In 1966, Hendrik Hertzberg, then a young Newsweek reporter in the Bay Area, wrote about San Francisco’s “new bohemianism”:

The hippies, much more numerous than the Beats ever were, accentuate the positive. . . . Like the Beats, they are dropouts from the conventional “status games,” but, unlike them, have created their own happy lifestyles to drop into. “In a way,” says Jerry Garcia, twenty-four, lead guitarist of the Grateful Dead and one of the cultural heroes of Haight-Ashbury, “we’re searching for respectability—not Ford or GM respectability, but the respectability of a community supporting itself financially and spiritually.”
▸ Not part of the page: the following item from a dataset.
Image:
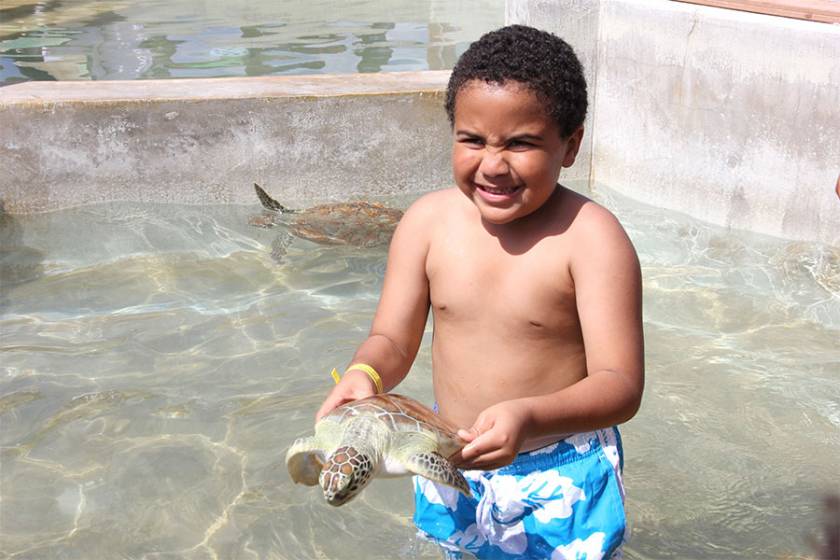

The youth, the upward dreams, the emphasis on life style over other status markers, the disdain for industrial hierarchy, the social benefits of good deeds and warm thoughts—only proper nouns distinguish this description from a portrait of the startup culture in the Bay Area today. It is startling to realize that urban tech life is the closest heir to the spirit of the sixties, and its creative efflorescence, that the country has so far produced.

From Nathan Heller’s “Bay Watched: How San Francisco’s New Entrepreneurial Culture Is Changing the Country,” in The New Yorker.